Les textes de Paul et ceux des pères, presque aussi sacrés les uns que les autres, arrêtaient comme des barrières, infranchissables les essais d’explication les plus plausibles. L’autorité surtout d’Augustin fut immense ; son travail infatigable, son génie subtil et passionné, le rendirent maître de tous les esprits. Les tentatives de Pelage ou de ses disciples contre la grâce, en faveur de la liberté, furent repoussées par lui avec une force qui rendit sa victoire décisive et sans retour. Sa parole fut souveraine dans l’église comme l’Écriture même, et voici une prière qu’un pieux abbé du moyen âge adressait à Dieu à la messe de la fête de Saint-Augustin et que Bossuet, en la citant, s’est appropriée[1] :

« Je vous prie, Seigneur, de me donner par les intercessions et les mérites de ce saint ce que je ne pourrais obtenir par les miens, qui est que, sur la divinité et l’humanité de Jésus-Christ, je pense ce qu’il a pensé, je sache ce qu’il a su, j’entende ce qu’il a entendu, je croie ce qu’il a cru, j’aime ce qu’il a aimé, je prêche ce qu’il a prêché. » Il aurait dit sans doute la même chose sur la question de la grâce[2].

On a vu déjà que Jansénius s’était couvert de ce patronage, et si ce grand nom ne suffit pas pour protéger son livre, il a suffi du moins pour empêcher l’église d’adopter la doctrine de Molina.

Et c’est là ce qui faisait la force du jansénisme, même parmi les gens du monde.

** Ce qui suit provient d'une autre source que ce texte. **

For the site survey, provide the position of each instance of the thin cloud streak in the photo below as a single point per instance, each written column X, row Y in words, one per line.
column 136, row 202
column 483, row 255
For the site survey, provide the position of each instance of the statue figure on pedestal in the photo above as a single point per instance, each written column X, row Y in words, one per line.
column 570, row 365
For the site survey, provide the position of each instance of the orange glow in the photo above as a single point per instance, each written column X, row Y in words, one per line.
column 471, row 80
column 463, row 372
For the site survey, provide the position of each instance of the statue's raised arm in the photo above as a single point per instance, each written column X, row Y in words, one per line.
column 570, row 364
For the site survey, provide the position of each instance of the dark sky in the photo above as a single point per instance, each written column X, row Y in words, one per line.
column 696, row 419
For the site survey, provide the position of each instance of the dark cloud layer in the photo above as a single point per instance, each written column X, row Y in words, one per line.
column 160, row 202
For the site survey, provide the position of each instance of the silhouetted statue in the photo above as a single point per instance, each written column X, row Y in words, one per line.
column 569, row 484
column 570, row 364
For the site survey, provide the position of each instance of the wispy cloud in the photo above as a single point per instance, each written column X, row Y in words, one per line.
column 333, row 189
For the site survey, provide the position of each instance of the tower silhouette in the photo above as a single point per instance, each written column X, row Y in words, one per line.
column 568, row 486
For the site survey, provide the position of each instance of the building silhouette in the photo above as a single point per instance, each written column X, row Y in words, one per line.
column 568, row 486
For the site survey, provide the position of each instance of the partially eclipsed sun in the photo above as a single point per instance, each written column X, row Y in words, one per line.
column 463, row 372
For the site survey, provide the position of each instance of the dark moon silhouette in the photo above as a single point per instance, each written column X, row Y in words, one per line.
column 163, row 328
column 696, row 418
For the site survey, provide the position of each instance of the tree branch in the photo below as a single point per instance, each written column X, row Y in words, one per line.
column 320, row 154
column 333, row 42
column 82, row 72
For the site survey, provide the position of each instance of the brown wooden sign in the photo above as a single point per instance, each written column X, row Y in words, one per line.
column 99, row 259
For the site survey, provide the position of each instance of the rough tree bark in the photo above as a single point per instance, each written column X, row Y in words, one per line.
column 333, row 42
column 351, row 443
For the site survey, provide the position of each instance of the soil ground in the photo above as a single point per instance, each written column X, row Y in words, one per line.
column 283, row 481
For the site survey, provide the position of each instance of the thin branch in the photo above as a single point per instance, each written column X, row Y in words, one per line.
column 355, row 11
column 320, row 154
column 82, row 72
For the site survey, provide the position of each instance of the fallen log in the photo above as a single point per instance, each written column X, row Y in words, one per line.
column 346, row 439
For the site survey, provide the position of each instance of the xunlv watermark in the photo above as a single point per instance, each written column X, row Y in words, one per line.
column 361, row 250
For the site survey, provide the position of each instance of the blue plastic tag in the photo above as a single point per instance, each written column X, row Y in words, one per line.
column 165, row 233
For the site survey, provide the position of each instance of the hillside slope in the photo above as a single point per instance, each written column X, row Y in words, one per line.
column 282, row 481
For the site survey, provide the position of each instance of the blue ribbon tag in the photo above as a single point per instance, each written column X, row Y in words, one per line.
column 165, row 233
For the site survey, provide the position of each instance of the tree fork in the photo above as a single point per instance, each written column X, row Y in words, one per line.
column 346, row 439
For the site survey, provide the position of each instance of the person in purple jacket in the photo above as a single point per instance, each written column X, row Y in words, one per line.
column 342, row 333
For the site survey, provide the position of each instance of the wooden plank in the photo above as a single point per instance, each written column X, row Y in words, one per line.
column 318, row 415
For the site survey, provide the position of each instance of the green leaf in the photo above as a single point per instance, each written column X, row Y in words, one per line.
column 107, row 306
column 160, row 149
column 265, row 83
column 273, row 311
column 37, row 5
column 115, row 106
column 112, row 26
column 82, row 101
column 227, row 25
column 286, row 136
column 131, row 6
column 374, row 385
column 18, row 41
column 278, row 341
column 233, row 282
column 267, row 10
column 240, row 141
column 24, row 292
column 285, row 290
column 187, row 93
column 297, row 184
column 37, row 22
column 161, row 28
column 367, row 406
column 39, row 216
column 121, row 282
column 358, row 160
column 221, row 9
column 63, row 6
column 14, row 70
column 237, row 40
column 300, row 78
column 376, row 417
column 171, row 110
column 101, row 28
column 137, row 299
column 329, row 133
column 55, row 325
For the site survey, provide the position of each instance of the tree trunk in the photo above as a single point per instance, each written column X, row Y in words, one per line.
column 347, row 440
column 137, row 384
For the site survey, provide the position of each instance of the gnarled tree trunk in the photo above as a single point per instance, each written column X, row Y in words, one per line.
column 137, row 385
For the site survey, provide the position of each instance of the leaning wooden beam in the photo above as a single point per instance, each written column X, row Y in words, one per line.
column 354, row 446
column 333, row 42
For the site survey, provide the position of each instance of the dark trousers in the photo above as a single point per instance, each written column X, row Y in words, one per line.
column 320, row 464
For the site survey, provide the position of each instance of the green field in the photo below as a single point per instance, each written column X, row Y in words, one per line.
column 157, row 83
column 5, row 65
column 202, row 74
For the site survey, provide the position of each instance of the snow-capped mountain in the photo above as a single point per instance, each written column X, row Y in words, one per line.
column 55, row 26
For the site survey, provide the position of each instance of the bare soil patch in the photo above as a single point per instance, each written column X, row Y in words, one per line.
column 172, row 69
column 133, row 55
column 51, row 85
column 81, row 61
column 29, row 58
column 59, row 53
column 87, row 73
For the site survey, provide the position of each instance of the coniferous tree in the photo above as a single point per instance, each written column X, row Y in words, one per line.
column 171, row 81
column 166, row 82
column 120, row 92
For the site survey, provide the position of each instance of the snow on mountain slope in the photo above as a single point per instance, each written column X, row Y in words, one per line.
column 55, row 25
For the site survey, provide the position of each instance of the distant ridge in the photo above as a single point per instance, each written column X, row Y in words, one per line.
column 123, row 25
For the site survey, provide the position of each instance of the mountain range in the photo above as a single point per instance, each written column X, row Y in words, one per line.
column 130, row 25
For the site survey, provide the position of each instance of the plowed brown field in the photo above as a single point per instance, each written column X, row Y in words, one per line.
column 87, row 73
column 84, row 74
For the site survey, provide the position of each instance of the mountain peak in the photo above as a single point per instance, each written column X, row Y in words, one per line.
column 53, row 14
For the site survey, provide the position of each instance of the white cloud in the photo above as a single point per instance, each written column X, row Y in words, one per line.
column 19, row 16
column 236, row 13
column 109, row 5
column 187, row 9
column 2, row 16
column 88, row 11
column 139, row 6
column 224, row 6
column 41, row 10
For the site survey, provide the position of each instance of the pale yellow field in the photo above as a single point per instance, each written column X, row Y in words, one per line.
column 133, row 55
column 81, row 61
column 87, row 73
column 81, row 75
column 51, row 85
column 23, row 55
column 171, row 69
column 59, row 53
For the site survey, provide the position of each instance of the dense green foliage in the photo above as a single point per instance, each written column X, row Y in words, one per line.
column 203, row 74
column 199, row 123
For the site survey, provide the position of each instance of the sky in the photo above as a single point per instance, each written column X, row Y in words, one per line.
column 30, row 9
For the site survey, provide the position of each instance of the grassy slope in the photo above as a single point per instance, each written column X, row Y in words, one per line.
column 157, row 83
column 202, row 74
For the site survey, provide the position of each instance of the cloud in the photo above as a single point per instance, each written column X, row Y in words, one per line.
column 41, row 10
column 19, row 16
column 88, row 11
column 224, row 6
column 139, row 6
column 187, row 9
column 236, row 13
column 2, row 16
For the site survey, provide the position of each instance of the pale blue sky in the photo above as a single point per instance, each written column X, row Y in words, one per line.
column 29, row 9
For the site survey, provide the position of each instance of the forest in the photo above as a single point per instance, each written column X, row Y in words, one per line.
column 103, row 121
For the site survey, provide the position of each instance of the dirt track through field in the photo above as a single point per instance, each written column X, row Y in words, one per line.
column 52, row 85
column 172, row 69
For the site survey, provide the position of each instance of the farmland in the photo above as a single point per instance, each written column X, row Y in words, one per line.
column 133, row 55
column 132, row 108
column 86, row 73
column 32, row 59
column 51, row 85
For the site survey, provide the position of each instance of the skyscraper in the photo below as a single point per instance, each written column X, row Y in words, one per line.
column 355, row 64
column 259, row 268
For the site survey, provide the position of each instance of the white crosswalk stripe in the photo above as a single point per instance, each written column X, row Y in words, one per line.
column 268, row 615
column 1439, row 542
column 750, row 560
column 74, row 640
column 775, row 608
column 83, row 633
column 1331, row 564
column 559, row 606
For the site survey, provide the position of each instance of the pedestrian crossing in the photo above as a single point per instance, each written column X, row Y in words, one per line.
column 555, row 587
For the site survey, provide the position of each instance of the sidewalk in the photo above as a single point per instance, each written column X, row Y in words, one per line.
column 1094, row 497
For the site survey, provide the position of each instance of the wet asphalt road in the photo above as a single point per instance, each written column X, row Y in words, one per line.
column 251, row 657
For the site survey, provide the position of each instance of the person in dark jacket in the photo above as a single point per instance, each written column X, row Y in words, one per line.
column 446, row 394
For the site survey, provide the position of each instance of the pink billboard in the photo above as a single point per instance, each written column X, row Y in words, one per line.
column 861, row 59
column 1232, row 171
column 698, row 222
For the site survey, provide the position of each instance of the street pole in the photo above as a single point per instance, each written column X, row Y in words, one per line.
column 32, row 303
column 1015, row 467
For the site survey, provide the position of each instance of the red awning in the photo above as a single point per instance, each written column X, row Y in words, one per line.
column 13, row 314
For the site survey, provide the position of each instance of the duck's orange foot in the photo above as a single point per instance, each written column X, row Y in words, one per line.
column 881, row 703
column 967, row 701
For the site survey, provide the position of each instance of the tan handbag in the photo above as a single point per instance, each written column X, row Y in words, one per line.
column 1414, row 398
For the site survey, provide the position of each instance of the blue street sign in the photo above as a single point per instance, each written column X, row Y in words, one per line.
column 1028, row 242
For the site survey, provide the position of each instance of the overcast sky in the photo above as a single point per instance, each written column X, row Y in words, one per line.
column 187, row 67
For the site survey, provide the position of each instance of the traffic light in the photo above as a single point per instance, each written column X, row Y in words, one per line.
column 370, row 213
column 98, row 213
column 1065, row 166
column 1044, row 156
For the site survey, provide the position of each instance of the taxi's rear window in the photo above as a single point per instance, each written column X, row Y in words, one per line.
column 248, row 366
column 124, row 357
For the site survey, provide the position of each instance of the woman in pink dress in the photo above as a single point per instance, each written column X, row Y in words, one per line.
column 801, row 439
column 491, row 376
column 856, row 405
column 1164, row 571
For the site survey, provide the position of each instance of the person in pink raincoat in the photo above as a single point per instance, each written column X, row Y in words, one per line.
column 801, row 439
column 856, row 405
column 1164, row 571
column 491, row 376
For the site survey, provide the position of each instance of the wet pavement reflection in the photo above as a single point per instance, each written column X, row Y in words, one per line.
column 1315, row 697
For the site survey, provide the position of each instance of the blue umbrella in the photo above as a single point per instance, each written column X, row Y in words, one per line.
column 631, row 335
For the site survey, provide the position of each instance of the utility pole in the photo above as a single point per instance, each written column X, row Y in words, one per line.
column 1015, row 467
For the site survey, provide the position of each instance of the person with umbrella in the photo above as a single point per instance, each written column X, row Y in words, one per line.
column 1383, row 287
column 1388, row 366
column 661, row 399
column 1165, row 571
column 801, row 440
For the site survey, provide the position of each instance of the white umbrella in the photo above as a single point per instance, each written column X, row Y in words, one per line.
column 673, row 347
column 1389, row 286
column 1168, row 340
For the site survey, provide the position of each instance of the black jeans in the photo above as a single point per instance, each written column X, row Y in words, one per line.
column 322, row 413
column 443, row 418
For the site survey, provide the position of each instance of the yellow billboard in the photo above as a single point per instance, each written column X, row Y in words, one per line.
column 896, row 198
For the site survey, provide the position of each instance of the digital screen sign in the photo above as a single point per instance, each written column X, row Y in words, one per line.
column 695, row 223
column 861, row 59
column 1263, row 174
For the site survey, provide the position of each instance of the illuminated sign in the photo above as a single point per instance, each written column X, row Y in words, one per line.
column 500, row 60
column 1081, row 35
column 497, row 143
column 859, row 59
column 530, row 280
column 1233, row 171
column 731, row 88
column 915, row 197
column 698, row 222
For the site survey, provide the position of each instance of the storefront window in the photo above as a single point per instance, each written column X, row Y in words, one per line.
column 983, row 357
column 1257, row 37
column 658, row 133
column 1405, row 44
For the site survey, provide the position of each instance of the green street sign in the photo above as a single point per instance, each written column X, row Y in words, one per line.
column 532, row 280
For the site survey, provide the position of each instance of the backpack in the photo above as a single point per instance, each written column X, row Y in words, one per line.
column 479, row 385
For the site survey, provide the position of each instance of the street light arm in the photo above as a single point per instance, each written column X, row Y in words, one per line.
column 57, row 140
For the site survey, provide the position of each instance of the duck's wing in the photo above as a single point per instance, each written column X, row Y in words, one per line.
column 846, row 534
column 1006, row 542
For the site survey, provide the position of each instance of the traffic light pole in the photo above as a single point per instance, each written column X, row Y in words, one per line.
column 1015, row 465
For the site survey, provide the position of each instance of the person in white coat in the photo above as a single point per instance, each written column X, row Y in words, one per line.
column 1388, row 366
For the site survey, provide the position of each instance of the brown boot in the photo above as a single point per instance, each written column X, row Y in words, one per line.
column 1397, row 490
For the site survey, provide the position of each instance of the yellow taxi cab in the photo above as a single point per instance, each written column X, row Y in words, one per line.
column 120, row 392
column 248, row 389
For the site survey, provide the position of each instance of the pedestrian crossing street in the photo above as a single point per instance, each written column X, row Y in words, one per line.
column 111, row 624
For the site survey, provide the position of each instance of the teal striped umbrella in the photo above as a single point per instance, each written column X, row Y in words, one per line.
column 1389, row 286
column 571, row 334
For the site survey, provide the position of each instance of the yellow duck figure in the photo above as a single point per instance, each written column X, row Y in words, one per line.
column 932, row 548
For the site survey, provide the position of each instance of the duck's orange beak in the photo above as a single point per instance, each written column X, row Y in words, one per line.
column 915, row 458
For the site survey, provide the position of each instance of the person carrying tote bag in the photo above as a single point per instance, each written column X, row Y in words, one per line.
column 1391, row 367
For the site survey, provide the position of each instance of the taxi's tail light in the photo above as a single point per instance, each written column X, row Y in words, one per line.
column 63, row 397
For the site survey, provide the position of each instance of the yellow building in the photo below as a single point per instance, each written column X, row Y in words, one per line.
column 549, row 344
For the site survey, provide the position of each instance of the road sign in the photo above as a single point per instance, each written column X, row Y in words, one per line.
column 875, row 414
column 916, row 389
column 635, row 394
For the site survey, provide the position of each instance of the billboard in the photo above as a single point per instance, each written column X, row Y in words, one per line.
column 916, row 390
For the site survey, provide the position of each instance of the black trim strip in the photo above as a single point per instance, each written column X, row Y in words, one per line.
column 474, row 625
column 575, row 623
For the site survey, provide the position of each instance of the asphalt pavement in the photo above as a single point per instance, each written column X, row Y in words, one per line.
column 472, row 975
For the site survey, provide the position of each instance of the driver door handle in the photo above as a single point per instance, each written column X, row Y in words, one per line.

Ainsi Mme de Sévigné écrivait à sa fille (9 juin 1680) : « Je lis des livres de dévotion, parce que je voulais me préparer à recevoir le Saint-Esprit… ; mais il souffle où il lui plaît, et c’est lui-même qui prépare les cœurs où il veut habiter ; c’est lui qui prie en nous par des gémissemens ineffables. (Rom., VIII, 26.) C’est saint Augustin qui m’a dit tout cela : je le trouve bien janséniste et saint Paul aussi. Les jésuites ont un fantôme qu’ils appellent Jansénius, auquel ils disent mille injures et ne font pas semblant de voir où cela remonte. » Et encore (14 juillet) : « Vous lisez donc saint Paul et saint Augustin ? Voilà les bons ouvriers pour rétablir la souveraine volonté de Dieu. Ils ne marchandent point à dire que Dieu dispose de ses créatures comme le potier ; il en choisit, il en rejette : ils ne sont point en peine de faire des

  1. Gaudar, Bossuet orateur, 1867, page 101.
  2. Défense de la tradition et des saints pères, XII, 33, dans les Œuvres complètes, t. II, p. 325.